La dame-oiselle dévorait les documentaires sur les oiseaux, lassait les adultes de ses questions incessantes. La dame-oiselle s'émerveillait face au moindre pigeon et ses cahiers étaient recouverts de colombes.

La dame-oiselle habitait près des montagnes. Ces massifs avaient souvent vu des hommes assassiner leurs somptueux rapaces. Ainsi, un refuge fut créé où on les soignait et les nourrissait. Les meurtres diminuèrent et la dame-oiselle passait son temps libre là-bas. La dame-oiselle regardait les oisillons venant de naître, s'approchait des aigles blessés, nourrissait les vautours. Leurs discussions commençaient toujours de la même façon.

« Bonjour mon beau monsieur, bonjour ma petite dame.
- Bonjour ma dame-oiselle. »

Ils parlaient ensuite de tout et de rien, s'interrompant lorsque l'heure devenait trop tardive.

La dame-oiselle était heureuse et tout était merveilleux.

Et puis, la dame-oiselle apprit la mort de sa mère biologique. Personne ne lui annonça, elle avait été abandonnée trop jeune pour qu'on lui procure ces informations-là. C'était dans le journal, quelques lignes et une photo. Même nom de famille, même yeux trop grands. Le lien de parenté était indéniable. Suicide. Même ce mot ne l'étonnait pas, comme si elle avait toujours su que ça finirait ainsi. La dame-oiselle ne pleura pas, mais dès lors, tout avait un goût de javel et de sang.

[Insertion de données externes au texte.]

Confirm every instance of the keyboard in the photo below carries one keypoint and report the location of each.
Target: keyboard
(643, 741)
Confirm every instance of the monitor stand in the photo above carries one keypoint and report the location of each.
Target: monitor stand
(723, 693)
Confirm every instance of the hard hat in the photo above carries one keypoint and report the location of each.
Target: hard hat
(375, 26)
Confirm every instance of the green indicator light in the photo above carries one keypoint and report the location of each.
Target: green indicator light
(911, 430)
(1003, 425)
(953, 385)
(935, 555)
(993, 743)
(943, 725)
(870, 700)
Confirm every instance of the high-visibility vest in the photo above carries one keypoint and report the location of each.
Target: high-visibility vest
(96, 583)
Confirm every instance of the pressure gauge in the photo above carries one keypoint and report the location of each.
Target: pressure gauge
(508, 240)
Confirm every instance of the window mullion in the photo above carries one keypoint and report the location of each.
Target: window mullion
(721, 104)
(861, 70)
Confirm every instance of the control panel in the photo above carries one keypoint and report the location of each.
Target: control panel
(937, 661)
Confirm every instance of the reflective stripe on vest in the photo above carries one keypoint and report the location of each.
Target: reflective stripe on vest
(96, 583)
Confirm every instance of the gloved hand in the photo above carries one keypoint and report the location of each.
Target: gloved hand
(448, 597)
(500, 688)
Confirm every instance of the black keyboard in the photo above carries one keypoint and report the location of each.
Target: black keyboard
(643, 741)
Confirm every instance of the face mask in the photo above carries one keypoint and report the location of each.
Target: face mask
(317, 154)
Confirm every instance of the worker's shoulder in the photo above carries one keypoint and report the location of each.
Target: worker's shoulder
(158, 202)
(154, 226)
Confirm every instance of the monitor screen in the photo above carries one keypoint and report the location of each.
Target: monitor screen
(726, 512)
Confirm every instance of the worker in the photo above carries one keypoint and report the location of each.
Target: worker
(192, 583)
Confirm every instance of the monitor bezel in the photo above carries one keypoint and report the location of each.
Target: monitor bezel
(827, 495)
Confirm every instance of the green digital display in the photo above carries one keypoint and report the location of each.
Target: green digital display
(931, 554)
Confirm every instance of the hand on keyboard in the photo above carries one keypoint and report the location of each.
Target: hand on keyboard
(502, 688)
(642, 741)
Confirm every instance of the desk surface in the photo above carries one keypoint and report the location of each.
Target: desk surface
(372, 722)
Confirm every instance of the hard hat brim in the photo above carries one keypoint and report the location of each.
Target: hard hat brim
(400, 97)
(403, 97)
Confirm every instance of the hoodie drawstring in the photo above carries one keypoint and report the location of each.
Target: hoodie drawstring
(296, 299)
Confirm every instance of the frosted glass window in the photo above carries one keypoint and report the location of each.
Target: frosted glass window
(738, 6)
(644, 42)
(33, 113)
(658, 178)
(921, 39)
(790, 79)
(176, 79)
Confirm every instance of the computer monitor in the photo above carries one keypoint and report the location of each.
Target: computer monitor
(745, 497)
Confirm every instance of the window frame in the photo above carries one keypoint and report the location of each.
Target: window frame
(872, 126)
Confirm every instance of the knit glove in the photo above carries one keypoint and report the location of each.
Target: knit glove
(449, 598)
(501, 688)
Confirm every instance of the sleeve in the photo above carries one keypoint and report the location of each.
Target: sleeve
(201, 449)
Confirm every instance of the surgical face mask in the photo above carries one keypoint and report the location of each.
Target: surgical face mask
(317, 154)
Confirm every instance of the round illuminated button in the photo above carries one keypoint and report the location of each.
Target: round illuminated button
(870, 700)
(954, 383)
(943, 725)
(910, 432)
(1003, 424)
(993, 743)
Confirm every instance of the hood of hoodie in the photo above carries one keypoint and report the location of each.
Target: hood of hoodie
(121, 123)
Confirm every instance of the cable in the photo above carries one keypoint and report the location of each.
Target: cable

La nouvelle mit peu de temps à faire le tour de la ville. La fille-de-la-lâche était montrée du doigt et sa joie d'oiseau ne revint pas. Mais l'enfant-de-l'instable allait la provoquer, la gamine-de-la-morte ne voulait pas perdre cette douce euphorie. Il fallait mettre un terme à ce malheur.

La môme-de-l'orphelinat remonta au refuge, une boîte de couture sous le bras. Les oiseaux l'accueillirent avec joie, s'étant longuement inquiétés de son absence. Mais la fillette-sans-personne se dirigea directement vers le plus grand des aigles, celui qui l'avait toujours impressionnée et il accepta sa requête sans même hésiter. Il lui donna ses plumes et la petite-abandonnée s'attela directement à la tâche qu'elle s'était confiée, sans même être émue par cette royauté ayant perdu toute sa beauté. Il y avait assez de plumes pour recouvrir ses bras et ses jambes, alors la gamine-aussi-folle-que-sa-pauvre-mère se mit à coudre. Cela se fit avec simplicité, c'était un jeu d'enfant. Personne ne semblait voir le sang qui s'écoulait.

L'oiselle se leva, un sourire lui mangeant le visage. Dieu que cette créature était belle ! La Terre n'avait jamais créé telle merveille, conçu telle beauté. Elle venait de l'enfanter et s'en vantera pendant des millénaires.

L'oiselle ne remercia personne, ni ne dit adieu.

L'oiselle sauta de la montagne et le bonheur ne fut jamais aussi pur.